This was the first book that I purchased in a long, long time. This book reignited and reconfirmed my love of literature. Prozac Nation is a book about a girl called Elizabeth’s journey through depression and back, emerging at the other end, alive, but only just to tell the tale. A tale of being bounced between innumerable doctors/psychiatrists and spending the better part of her life doped up on Prozac and lithium. It’s a book that tears at the very being of human emotions and being, it gets inside your head and it fucks you up. It makes you think what you would do if you were in that very same position.
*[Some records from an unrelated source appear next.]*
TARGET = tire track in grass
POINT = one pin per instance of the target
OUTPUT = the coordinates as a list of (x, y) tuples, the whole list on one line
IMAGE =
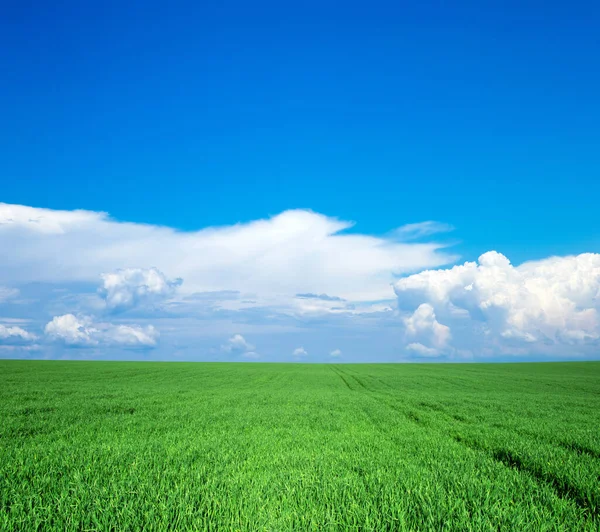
[(349, 375), (341, 377), (562, 488)]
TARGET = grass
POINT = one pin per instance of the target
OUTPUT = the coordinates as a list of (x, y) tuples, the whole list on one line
[(177, 446)]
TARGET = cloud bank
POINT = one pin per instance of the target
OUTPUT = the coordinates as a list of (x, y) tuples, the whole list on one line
[(295, 252), (83, 332), (78, 279), (496, 305)]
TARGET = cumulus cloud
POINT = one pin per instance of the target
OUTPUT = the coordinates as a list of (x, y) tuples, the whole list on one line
[(15, 335), (423, 329), (131, 287), (555, 301), (295, 252), (83, 332), (238, 344)]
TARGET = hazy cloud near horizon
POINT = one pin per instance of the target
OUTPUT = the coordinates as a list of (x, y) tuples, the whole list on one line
[(78, 281)]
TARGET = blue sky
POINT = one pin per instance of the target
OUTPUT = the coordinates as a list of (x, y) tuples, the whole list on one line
[(479, 116)]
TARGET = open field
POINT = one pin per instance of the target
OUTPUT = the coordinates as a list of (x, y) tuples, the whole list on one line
[(126, 446)]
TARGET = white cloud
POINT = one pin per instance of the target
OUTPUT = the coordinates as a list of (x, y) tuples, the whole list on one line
[(423, 328), (128, 288), (238, 344), (72, 331), (10, 335), (422, 229), (7, 293), (83, 332), (422, 350), (295, 252), (554, 301)]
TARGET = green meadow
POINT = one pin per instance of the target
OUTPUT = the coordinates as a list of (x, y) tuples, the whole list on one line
[(207, 446)]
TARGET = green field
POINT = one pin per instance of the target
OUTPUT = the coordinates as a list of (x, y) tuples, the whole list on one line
[(160, 446)]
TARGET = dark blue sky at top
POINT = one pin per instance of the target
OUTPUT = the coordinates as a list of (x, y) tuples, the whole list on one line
[(484, 115)]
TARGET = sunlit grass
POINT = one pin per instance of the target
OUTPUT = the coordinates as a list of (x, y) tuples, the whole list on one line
[(158, 446)]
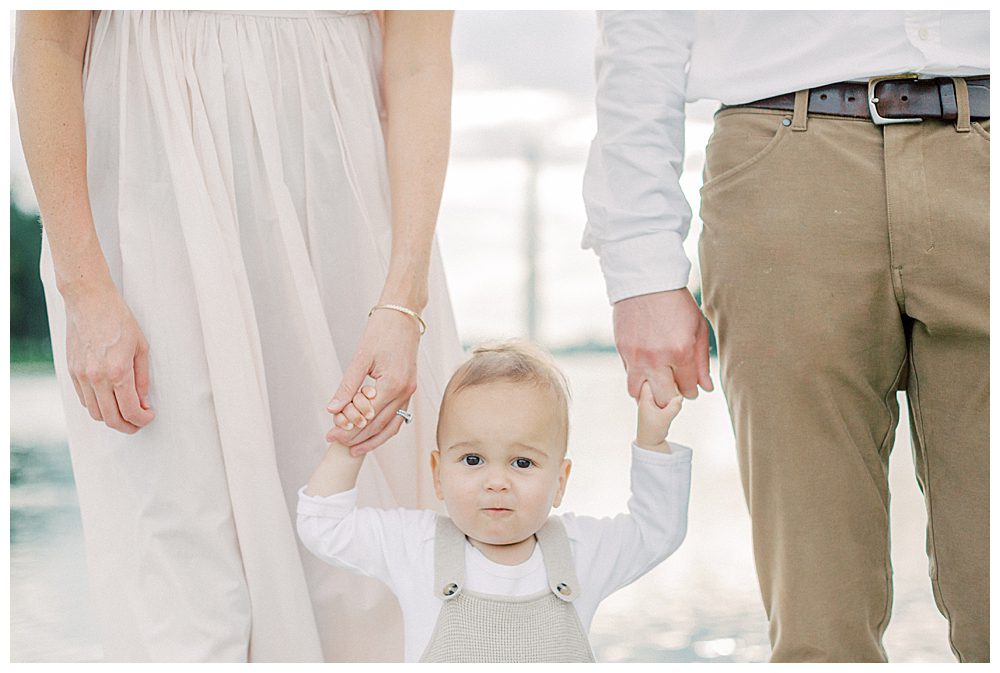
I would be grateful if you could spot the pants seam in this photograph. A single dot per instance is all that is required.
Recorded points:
(918, 421)
(887, 613)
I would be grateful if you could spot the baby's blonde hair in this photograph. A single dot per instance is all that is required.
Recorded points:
(515, 361)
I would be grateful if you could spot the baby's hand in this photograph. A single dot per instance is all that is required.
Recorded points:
(358, 411)
(654, 422)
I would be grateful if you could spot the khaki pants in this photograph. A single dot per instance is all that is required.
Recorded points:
(842, 262)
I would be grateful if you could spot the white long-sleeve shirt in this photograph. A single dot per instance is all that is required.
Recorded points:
(397, 546)
(650, 63)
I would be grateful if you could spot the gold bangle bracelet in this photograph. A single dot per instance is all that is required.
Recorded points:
(402, 309)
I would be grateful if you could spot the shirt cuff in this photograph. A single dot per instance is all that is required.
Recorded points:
(679, 455)
(653, 262)
(337, 505)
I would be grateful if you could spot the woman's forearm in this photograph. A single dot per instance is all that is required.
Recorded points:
(417, 79)
(48, 91)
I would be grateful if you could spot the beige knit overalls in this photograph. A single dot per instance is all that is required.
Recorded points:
(474, 627)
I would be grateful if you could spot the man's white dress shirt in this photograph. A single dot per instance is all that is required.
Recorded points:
(650, 63)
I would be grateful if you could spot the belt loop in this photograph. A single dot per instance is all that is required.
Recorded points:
(800, 110)
(964, 123)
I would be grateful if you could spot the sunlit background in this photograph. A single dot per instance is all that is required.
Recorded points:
(510, 228)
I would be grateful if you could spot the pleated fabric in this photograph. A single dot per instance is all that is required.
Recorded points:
(238, 181)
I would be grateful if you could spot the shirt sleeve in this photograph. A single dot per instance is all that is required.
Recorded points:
(637, 215)
(611, 553)
(379, 543)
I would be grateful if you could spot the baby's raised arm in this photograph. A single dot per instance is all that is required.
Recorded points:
(338, 471)
(653, 422)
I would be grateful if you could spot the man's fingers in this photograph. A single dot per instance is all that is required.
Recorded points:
(635, 380)
(663, 387)
(354, 376)
(376, 441)
(701, 354)
(686, 378)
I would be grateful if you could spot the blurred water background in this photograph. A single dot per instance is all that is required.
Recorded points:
(510, 228)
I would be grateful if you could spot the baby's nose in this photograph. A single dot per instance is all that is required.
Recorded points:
(497, 481)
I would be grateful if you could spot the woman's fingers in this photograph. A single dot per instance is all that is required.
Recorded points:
(90, 401)
(105, 395)
(354, 416)
(364, 406)
(377, 440)
(129, 403)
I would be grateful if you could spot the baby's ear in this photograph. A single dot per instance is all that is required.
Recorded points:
(436, 472)
(564, 471)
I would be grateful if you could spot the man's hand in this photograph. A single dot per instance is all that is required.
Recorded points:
(663, 338)
(654, 422)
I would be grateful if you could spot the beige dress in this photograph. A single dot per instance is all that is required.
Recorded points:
(239, 188)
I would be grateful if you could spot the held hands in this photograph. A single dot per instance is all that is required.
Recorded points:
(662, 338)
(654, 423)
(365, 419)
(107, 356)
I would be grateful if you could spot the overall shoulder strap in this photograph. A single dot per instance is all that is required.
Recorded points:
(449, 559)
(558, 560)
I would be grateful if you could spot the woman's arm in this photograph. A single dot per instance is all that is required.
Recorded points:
(106, 350)
(416, 82)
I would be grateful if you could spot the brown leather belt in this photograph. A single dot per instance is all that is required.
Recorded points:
(892, 100)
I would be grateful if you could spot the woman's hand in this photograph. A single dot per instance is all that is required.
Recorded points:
(388, 354)
(107, 357)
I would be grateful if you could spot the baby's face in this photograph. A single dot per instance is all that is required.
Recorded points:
(500, 466)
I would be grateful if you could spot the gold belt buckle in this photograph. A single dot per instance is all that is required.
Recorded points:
(872, 100)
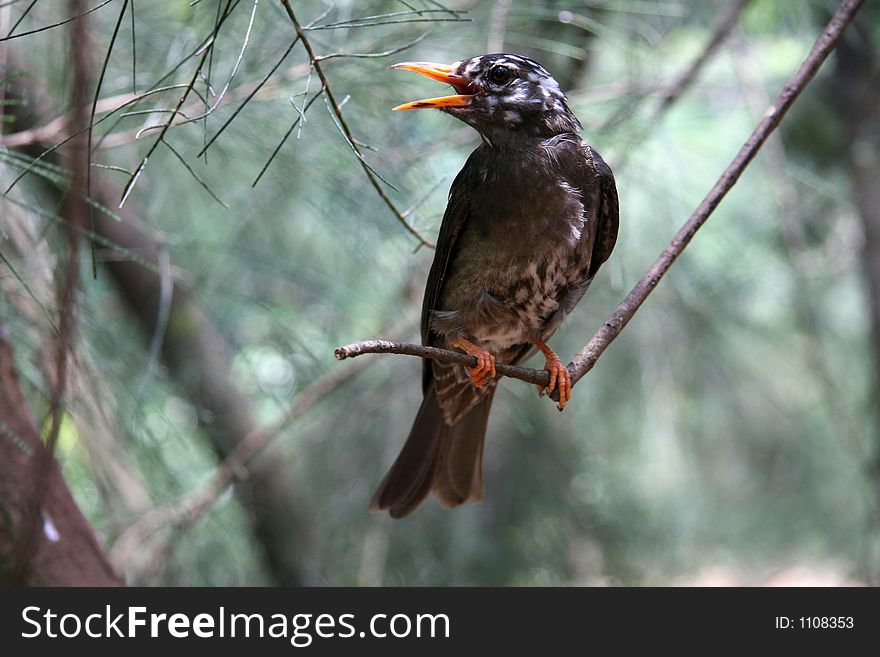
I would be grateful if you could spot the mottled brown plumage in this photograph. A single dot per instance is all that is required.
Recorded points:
(531, 217)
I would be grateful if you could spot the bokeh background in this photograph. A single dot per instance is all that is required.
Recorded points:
(728, 436)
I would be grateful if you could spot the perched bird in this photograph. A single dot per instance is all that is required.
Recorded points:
(530, 218)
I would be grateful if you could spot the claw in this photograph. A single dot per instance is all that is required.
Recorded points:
(560, 377)
(485, 369)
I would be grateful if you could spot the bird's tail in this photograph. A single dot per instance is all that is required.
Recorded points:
(439, 457)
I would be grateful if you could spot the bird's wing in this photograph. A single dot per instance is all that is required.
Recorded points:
(457, 211)
(606, 209)
(601, 218)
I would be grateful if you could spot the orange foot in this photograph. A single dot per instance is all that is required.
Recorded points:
(560, 377)
(485, 369)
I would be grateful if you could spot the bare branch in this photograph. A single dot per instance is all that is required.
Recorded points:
(584, 361)
(346, 131)
(538, 377)
(722, 30)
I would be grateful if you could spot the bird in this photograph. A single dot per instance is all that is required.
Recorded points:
(530, 218)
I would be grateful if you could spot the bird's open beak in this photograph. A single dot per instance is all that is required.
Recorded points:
(441, 73)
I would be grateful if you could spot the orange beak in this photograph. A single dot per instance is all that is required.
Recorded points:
(441, 73)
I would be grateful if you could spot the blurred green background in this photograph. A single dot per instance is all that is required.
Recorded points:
(728, 436)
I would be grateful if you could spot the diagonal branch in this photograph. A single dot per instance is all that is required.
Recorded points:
(346, 131)
(584, 361)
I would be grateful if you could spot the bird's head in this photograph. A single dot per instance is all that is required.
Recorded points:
(499, 95)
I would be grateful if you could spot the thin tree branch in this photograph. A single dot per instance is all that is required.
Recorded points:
(346, 131)
(722, 30)
(188, 508)
(584, 361)
(538, 377)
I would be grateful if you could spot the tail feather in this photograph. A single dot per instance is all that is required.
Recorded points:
(436, 456)
(459, 476)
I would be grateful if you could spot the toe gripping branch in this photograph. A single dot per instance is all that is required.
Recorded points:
(560, 377)
(485, 369)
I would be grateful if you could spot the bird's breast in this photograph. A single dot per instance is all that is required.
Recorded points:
(519, 252)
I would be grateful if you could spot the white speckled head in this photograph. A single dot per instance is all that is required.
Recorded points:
(514, 93)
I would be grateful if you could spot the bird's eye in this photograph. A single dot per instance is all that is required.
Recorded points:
(499, 74)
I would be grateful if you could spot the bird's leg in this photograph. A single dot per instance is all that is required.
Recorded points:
(485, 369)
(560, 377)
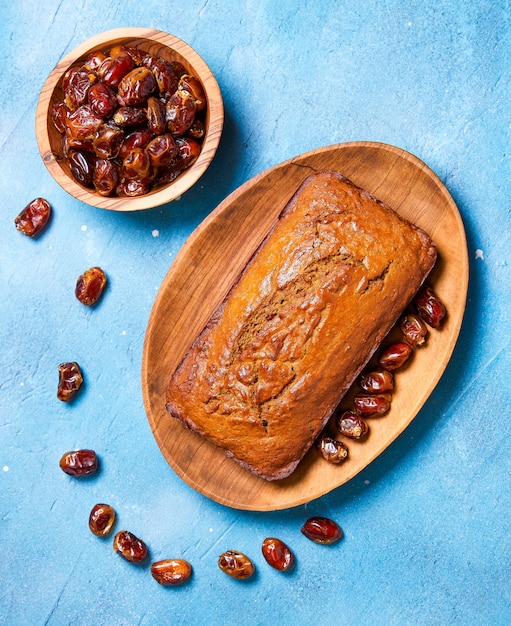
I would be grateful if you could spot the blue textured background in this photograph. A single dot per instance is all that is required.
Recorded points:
(427, 524)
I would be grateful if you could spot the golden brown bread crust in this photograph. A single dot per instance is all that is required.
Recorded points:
(306, 315)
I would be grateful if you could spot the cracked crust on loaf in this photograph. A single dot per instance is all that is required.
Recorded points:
(304, 318)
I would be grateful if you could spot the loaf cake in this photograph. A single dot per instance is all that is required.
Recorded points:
(303, 319)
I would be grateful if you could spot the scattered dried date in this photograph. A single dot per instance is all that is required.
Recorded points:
(90, 286)
(322, 530)
(351, 425)
(79, 463)
(171, 572)
(130, 547)
(70, 380)
(429, 307)
(101, 519)
(33, 218)
(236, 564)
(277, 554)
(332, 450)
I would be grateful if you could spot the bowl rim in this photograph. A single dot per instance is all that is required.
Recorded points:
(160, 196)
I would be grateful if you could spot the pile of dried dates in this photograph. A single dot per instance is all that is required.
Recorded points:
(130, 121)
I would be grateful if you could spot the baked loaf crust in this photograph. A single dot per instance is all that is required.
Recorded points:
(304, 318)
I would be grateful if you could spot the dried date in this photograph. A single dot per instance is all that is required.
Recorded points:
(33, 218)
(180, 112)
(79, 463)
(351, 425)
(108, 141)
(130, 547)
(70, 381)
(82, 166)
(136, 87)
(372, 405)
(102, 100)
(171, 572)
(376, 381)
(236, 564)
(101, 519)
(332, 450)
(119, 101)
(162, 150)
(90, 286)
(395, 355)
(414, 329)
(429, 307)
(106, 177)
(322, 530)
(277, 554)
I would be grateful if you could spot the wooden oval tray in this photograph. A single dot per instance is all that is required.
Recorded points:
(209, 263)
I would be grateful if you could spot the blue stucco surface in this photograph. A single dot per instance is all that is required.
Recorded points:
(427, 524)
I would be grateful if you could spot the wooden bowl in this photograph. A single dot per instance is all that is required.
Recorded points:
(156, 43)
(209, 264)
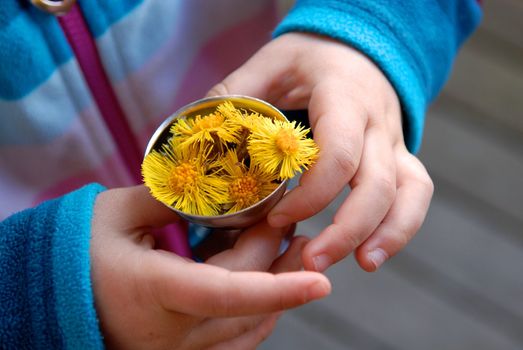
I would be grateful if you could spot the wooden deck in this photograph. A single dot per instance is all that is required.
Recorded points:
(459, 283)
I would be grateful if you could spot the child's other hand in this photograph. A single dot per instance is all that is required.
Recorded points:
(151, 299)
(356, 119)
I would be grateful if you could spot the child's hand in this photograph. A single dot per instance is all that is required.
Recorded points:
(356, 119)
(153, 299)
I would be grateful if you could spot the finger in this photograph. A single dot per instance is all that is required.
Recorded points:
(206, 290)
(132, 207)
(405, 216)
(291, 259)
(255, 250)
(252, 339)
(339, 126)
(218, 330)
(373, 192)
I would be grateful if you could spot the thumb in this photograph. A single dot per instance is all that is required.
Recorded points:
(210, 291)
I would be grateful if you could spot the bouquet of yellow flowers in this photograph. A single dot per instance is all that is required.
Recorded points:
(225, 161)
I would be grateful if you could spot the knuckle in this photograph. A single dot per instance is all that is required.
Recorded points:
(386, 185)
(344, 161)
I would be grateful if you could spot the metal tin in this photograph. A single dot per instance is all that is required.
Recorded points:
(247, 216)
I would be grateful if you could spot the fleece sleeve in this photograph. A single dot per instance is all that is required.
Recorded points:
(413, 42)
(46, 300)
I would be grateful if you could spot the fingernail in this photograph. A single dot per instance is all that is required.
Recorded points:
(321, 262)
(377, 257)
(317, 290)
(279, 220)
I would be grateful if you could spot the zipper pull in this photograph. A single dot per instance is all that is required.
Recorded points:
(54, 7)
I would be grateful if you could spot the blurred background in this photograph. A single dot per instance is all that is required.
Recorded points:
(459, 283)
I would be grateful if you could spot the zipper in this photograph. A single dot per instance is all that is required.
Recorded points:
(82, 43)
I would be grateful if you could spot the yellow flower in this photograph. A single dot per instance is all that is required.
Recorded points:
(281, 147)
(177, 176)
(213, 128)
(247, 186)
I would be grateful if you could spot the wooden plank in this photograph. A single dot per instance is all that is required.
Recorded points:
(489, 78)
(292, 332)
(503, 18)
(395, 311)
(465, 156)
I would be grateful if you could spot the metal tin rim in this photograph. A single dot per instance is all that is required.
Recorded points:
(167, 122)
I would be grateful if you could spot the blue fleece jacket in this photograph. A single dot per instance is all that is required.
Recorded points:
(414, 42)
(46, 300)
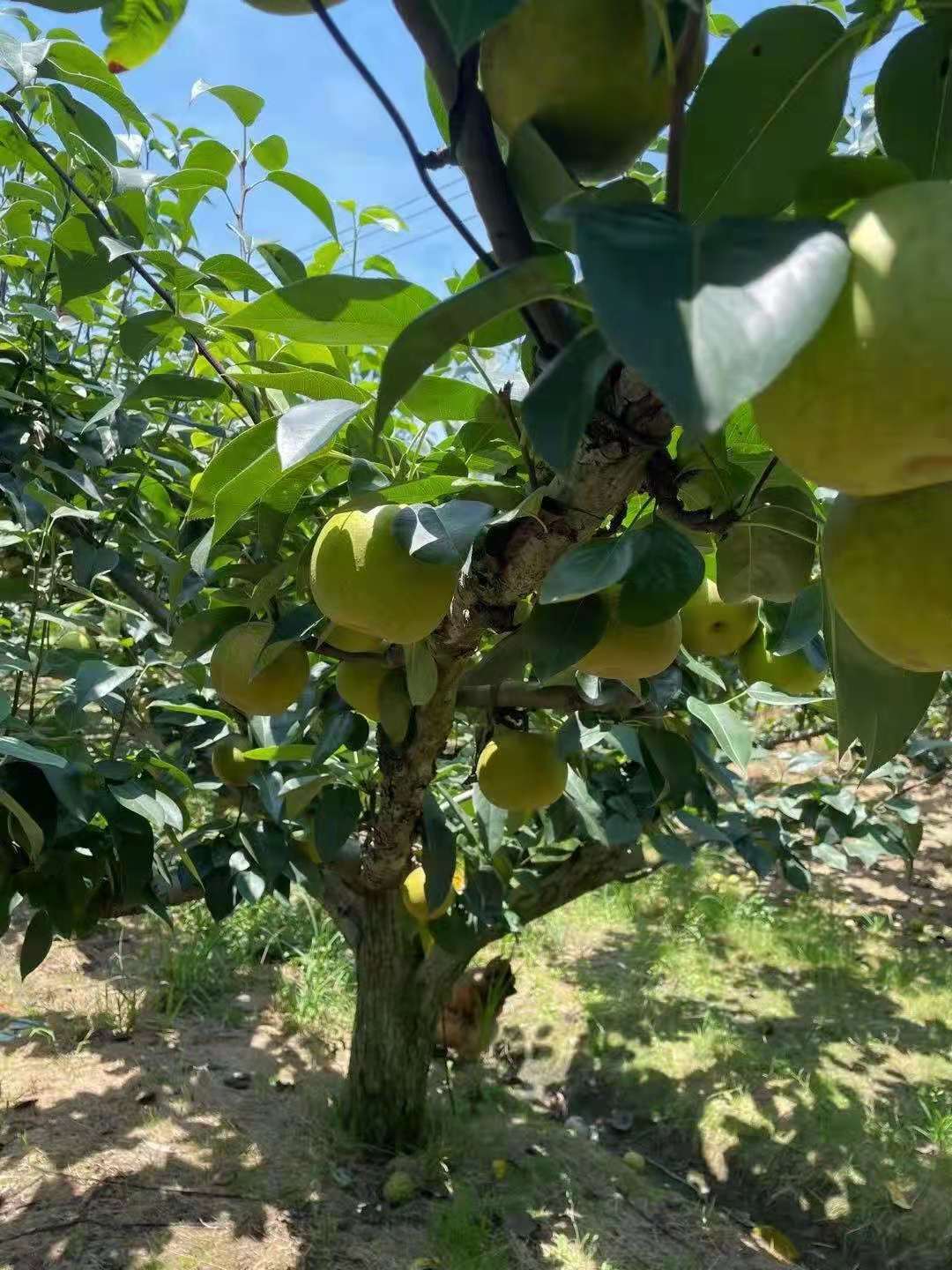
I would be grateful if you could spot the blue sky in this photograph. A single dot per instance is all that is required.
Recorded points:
(338, 135)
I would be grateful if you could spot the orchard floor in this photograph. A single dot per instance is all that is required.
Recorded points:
(781, 1062)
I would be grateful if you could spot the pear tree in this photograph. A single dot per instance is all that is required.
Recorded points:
(453, 605)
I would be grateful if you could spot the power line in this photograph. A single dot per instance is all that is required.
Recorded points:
(450, 185)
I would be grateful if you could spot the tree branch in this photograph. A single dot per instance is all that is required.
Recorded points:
(516, 695)
(479, 158)
(165, 296)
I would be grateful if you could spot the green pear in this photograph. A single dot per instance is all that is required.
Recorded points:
(591, 75)
(865, 407)
(790, 672)
(888, 574)
(712, 628)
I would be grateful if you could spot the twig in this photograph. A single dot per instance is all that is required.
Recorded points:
(165, 296)
(682, 92)
(419, 158)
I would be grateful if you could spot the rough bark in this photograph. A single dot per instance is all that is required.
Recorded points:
(395, 1027)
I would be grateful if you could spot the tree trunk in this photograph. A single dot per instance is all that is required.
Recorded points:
(385, 1102)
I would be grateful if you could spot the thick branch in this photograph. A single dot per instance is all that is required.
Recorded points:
(478, 153)
(565, 698)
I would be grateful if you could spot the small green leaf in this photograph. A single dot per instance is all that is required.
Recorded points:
(877, 704)
(421, 673)
(732, 733)
(337, 813)
(664, 573)
(245, 104)
(709, 315)
(334, 309)
(446, 324)
(914, 101)
(37, 941)
(560, 635)
(557, 407)
(764, 112)
(309, 195)
(271, 153)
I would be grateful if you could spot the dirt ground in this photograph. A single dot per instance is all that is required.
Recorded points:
(196, 1143)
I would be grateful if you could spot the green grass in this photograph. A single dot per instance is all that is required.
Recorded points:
(807, 1064)
(204, 964)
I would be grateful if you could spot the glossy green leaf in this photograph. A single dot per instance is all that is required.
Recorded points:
(877, 704)
(732, 733)
(711, 314)
(764, 112)
(138, 29)
(245, 104)
(664, 572)
(37, 941)
(449, 323)
(467, 20)
(335, 310)
(559, 406)
(271, 153)
(309, 195)
(914, 101)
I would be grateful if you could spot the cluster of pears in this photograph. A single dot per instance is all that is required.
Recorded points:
(866, 407)
(594, 78)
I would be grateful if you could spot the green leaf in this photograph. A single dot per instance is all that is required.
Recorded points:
(271, 153)
(834, 185)
(791, 626)
(732, 733)
(557, 407)
(16, 748)
(173, 386)
(196, 635)
(438, 852)
(441, 534)
(421, 673)
(914, 101)
(877, 704)
(711, 314)
(37, 941)
(467, 20)
(446, 324)
(309, 195)
(588, 568)
(764, 112)
(138, 28)
(770, 551)
(334, 309)
(303, 430)
(235, 273)
(559, 635)
(286, 267)
(664, 572)
(337, 813)
(83, 263)
(245, 104)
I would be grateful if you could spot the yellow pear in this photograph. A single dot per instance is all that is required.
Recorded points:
(865, 407)
(791, 672)
(712, 628)
(631, 653)
(591, 75)
(886, 568)
(352, 641)
(228, 762)
(77, 641)
(414, 893)
(274, 687)
(363, 578)
(521, 771)
(360, 684)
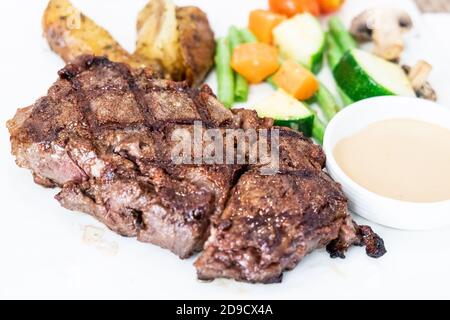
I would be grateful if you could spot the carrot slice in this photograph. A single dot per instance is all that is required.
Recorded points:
(296, 80)
(262, 22)
(255, 61)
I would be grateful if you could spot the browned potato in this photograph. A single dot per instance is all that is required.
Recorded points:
(175, 43)
(158, 37)
(196, 42)
(70, 33)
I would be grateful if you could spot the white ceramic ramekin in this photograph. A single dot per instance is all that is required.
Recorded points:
(385, 211)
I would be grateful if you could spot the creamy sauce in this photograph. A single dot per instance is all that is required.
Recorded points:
(401, 159)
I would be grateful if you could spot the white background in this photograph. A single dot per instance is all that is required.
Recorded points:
(42, 251)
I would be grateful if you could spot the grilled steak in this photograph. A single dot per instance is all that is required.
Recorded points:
(103, 134)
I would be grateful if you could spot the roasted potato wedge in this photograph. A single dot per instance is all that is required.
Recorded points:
(70, 33)
(173, 42)
(196, 43)
(157, 37)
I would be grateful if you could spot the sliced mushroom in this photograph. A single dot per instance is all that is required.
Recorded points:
(385, 27)
(418, 75)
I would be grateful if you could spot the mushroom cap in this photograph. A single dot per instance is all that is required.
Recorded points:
(364, 24)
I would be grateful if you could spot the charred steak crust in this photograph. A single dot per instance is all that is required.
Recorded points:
(103, 135)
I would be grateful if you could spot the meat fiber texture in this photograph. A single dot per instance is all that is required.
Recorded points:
(102, 134)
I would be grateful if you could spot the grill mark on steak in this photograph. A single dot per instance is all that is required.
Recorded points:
(102, 134)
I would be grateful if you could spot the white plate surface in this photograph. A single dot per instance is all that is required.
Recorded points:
(42, 250)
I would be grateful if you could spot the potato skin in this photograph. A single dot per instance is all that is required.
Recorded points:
(157, 37)
(70, 33)
(196, 43)
(173, 42)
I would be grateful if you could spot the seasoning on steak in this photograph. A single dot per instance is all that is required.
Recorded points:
(103, 135)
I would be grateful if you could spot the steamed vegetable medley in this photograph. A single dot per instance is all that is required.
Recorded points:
(285, 46)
Could you come out at the other end?
The books starts somewhere near the end of Elizabeth’s battle, before jumping back to her early childhood, and following her through her life, the preconceived ideas and misconception about other peoples' thoughts on depression, how others didn't/don't know how to treat her just because she was/is depressed are both addressed. I used both past and present tense in that last sentence because: can you actually be cured of depression or do you just learn to cope with it?
Elizabeth refers to her depression as a disease, almost like it is something that you can catch. To try and distance her self from it? As her depression starts to take control of her life, in effect controlling her thoughts and actions, she is hitting rock bottom as a wave of blackness washes over her. It's almost as if her depression is acting as a barrier between her and the world around her, distancing her from it. She knows her depression. She has never been without her depression. Her depression is her most intimate relationship.
Having never been depressed myself, I truly feel that this book gives an insight of what it is like to be depressed without having actually been there. It provides a fascinating glimpse into the human psyche and just how messed up we all can become. But, more importantly, it shows that there is a little hope, just a little glimpse that one day you might wake up wanting to live.